TL;DR: this is a stack overflow caused by large array on stack, so enlarge stack size using ulimit -s <stack size in KB>
Incident
An error occurred when processing raw baseband data of a radio telescope using dspsr:
$ dspsr -b 4194304 -D 56.716 -A -L 1.073741824 -c 1.073741824 -O ${file}_128 -e rf -F 128:D ${file}.bin -U 4096
Only single polarization detection available
dspsr: Single archive with multiple sub-integrations
dspsr: dedispersion filter length=131072 (minimum=8192) complex samples
dspsr: 128 channel dedispersing filterbank requires 33554432 samples
dspsr: blocksize=330382096 samples or 4096 MB
dsp::Fold::choose_nbin WARNING Requested nbin=4194304 > sensible nbin=2097152. Where:
sampling period = 0.000256 ms and
requested bin width = 0.000256 ms
dsp::Archiver::finish archive '13835058401541322426_128.rf' with 1 integrations
62305 Segmentation Fault (Core dumped)
Analyze
Recompile dspsr & psrchive with debug info (CFLAGS=-g
, CXXFLAGS=-g
), then run with gdb, segmentation fault is again triggered:
Program received signal SIGSEGV, Segmentation fault.
0x00000000008188d4 in fcompwrite (nvals=4194304, vals=0x7fffd193c010, fptr=0xcb5be0) at fcomp.C:103
103 if (scale == 0.0 || isnan(scale)) {
=> 0x00000000008188d4 <+433>: call 0x4fdc93 <_ZSt5isnanf>
with registers
(gdb) info reg
rax 0x4a3c0d03 1245449475
rbx 0x7fffffffd500 140737488344320
rcx 0x10 16
rdx 0xfffffc 16777212
rsi 0x7fffd193c010 140736709509136
rdi 0x400000 4194304
rbp 0x7fffffffd560 0x7fffffffd560
rsp 0x7fffff7fd500 0x7fffff7fd500
r8 0x400000 4194304
r9 0x0 0
r10 0x400000 4194304
r11 0x0 0
r12 0x0 0
r13 0x7fffffffdc50 140737488346192
r14 0x0 0
r15 0x0 0
rip 0x8188d4 0x8188d4 <fcompwrite(unsigned int, float const*, _IO_FILE*)+433>
eflags 0x10202 [ IF RF ]
cs 0x33 51
ss 0x2b 43
...
Weird, why calling isnan()
gives segmentation fault?

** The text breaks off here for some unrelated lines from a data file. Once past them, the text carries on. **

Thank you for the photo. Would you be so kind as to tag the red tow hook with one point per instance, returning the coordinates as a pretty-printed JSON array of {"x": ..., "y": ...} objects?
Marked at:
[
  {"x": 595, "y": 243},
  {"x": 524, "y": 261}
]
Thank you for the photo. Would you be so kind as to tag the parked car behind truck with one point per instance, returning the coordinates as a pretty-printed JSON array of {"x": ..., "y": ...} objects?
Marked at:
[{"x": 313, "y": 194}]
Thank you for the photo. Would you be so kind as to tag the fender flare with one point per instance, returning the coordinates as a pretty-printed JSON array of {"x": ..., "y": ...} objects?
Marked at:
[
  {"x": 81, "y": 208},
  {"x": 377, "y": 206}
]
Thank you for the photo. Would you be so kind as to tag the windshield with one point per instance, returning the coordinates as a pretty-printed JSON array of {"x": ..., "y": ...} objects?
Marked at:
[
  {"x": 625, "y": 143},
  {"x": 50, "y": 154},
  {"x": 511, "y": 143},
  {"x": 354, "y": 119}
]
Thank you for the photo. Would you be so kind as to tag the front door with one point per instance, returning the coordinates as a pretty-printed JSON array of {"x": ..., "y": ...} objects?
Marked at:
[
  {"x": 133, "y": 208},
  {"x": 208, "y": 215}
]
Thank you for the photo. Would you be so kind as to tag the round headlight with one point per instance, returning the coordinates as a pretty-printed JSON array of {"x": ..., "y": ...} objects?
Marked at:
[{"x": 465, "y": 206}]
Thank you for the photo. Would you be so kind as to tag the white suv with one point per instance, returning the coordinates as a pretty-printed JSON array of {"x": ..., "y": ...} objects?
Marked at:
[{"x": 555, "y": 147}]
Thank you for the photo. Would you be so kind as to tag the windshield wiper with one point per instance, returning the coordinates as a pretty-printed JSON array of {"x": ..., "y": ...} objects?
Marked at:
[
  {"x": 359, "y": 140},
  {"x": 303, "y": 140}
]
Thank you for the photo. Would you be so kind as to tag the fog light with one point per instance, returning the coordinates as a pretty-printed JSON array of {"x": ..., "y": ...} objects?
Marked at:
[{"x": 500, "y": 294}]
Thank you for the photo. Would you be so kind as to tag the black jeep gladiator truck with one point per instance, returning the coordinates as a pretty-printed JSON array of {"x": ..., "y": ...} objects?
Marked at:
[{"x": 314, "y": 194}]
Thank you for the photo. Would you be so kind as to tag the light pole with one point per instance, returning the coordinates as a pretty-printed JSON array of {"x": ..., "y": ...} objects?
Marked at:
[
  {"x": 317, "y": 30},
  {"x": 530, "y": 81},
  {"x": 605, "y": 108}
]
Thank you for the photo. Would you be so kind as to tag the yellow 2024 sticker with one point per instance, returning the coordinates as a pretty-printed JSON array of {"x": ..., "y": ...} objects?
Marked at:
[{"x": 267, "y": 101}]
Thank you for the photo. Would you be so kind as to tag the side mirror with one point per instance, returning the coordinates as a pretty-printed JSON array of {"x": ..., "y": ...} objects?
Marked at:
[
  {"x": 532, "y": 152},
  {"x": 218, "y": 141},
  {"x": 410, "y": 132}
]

But it seems indeed faulty:
(gdb) print isnan(scale)
Cannot access memory at address 0x7fffff7fd47f
the only thing that may link to this address is rsp = 0x7fffff7fd500
, but then what?
… if know little about x86 assembly
Scanning the code, one array definition is noticed:
unsigned short int packed_buf [nvals];
where, in this context, nvals = 4194304
.
This array is on stack, and it is common that large array cannot fit into stack (depending on runtime configuration), so maybe this segmentation fault is actually a stack overflow.
… if know a little about x86 assembly
Register rsp
is a pointer pointing to current location on stack and grows downward.
If rsp - 0x81
cannot be accessed, then it means this position is beyond stack area, so possibly a stack overflow.
Verify
This machine has a default stack size of 8 MiB:
$ ulimit -s
8192
but size of a unsigned short int [nvals]
is 2 * 4194304 = 8 MiB, so another stack frame (like calling isnan()
or whatever other function) gives segmentation fault immediately.
Solution / Expedient
Enlarge stack size using ulimit -s <stack size in KB>
before executing dspsr with these parameters.